Now, when users ask questions like these, instead of getting an "I don't know" response, Dash respods from the source material I wrote.

The Results

While this brief overview shows only a small fraction of the work I completed at Dropbox, it's representative of some of the ways my work as a content designer and strategist can holistically enhance not only the words in a product, but the entire product direction, taking the experience from sketchy to premium.

My work helped drive growth and activation, simplify the product UI, increase education, introduce new features, define the vision, and set a path towards product-market fit.

Something I especially learned at Dropbox is to look beyond the simple UX, and to consider business goals in relation to it. By that I mean: How do we not only create a premium product experience, but one that highlights the ways in which a given product competes - or beats - the alternatives?
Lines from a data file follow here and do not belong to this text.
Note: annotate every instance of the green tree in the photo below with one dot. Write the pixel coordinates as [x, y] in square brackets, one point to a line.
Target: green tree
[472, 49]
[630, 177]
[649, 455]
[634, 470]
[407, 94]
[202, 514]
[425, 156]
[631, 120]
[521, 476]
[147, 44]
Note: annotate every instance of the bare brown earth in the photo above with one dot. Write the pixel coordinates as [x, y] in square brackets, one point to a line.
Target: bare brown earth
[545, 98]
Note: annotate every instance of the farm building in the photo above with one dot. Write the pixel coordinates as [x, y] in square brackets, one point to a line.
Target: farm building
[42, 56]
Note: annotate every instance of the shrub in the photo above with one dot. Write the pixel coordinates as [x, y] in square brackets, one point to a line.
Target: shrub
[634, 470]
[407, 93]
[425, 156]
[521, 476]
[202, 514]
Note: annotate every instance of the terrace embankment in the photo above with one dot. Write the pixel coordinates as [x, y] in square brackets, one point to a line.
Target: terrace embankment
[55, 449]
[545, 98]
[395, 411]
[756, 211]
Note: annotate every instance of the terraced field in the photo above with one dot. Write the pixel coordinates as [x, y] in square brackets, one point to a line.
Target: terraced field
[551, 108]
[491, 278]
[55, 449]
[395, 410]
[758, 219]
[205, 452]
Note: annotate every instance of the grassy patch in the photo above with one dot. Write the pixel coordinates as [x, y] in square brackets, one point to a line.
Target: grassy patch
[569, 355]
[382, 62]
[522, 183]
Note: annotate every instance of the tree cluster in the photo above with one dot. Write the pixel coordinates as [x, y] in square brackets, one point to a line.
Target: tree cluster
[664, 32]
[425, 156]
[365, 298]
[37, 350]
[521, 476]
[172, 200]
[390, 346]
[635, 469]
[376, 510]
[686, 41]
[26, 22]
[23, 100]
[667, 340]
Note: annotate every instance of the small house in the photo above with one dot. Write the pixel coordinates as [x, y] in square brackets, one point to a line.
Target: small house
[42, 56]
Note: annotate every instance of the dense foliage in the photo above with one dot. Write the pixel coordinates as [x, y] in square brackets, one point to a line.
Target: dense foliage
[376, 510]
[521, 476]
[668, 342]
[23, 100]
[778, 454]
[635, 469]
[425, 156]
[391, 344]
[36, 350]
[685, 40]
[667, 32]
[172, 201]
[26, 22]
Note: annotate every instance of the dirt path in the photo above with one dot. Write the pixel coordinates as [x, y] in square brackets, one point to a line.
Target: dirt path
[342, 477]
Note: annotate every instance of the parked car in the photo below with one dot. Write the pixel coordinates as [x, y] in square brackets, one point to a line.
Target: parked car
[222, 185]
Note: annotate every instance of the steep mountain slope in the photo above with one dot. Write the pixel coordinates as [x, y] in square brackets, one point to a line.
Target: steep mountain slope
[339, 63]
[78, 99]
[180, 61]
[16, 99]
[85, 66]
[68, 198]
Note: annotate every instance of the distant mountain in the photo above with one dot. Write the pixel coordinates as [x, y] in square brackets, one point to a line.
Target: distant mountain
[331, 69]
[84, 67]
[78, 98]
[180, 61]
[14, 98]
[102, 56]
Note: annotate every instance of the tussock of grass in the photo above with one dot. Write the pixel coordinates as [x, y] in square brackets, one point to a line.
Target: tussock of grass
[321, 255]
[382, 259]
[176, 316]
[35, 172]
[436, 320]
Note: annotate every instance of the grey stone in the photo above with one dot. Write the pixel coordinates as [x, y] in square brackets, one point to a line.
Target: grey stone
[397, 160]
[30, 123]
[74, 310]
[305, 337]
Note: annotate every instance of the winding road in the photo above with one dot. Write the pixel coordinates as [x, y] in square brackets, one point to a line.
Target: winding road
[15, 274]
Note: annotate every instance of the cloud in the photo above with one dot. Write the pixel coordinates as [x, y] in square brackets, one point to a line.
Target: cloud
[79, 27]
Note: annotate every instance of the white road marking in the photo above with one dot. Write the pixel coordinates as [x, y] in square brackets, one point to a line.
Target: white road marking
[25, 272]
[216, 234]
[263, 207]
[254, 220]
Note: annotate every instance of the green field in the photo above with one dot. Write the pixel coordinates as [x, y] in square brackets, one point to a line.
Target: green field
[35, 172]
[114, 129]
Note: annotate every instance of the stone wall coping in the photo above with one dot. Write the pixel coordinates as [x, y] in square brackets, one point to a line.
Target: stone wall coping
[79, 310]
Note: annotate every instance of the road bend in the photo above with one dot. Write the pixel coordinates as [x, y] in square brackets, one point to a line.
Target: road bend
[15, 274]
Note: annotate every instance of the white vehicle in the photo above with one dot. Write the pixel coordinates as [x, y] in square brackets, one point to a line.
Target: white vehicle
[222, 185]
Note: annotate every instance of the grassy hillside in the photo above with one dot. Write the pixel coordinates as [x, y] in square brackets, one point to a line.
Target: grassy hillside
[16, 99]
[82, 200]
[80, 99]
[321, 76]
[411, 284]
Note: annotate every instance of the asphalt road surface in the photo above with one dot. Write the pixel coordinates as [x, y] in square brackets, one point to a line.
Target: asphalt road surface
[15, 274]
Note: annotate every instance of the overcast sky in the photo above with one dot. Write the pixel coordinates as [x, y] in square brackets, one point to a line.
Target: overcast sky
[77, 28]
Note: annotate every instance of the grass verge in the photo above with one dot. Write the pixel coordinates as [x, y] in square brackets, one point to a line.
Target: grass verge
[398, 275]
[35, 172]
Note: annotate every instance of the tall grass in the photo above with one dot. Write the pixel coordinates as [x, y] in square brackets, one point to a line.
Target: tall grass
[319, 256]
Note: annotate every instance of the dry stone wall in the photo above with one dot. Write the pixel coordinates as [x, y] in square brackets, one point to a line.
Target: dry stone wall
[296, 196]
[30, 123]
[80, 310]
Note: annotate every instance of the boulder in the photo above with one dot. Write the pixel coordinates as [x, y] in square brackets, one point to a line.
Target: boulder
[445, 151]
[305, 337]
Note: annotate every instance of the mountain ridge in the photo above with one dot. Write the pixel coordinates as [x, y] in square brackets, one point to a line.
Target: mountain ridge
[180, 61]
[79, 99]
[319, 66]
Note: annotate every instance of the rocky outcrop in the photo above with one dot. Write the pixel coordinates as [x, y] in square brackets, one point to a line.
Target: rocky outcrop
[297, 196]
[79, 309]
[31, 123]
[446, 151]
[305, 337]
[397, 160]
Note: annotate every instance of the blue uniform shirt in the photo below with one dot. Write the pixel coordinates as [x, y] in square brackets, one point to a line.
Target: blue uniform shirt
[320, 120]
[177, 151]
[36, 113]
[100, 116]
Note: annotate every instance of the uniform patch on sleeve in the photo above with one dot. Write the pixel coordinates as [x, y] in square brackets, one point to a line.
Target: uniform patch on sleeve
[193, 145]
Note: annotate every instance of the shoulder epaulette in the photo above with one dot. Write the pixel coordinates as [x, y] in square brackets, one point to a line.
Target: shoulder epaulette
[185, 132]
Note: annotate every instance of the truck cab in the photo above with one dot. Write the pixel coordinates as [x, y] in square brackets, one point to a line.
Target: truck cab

My work at Dropbox could not have been as fruitful as it was if not for my collaborations with the larger team, including PMs, Designers, Engineers, UX Researches, and even executives: we regularly presented our work and received feedback from Drew Houston, CEO of Dropbox, himself.

My team's ability to look at the big picture, set a standard for excellent design, and to continually push the limits is what allowed us to succeed. This was a project in which thriving in ambiguity was a requirement, and this is where I, and my team, seemed to feel most at home.

This kind of creative and forward-thinking mindset is the primary differentiator when it comes to a writer, and a design team, that either sticks to the status quo, or blazes bravely into the unknown. It's the latter trait that renders, I think, the best products in the world.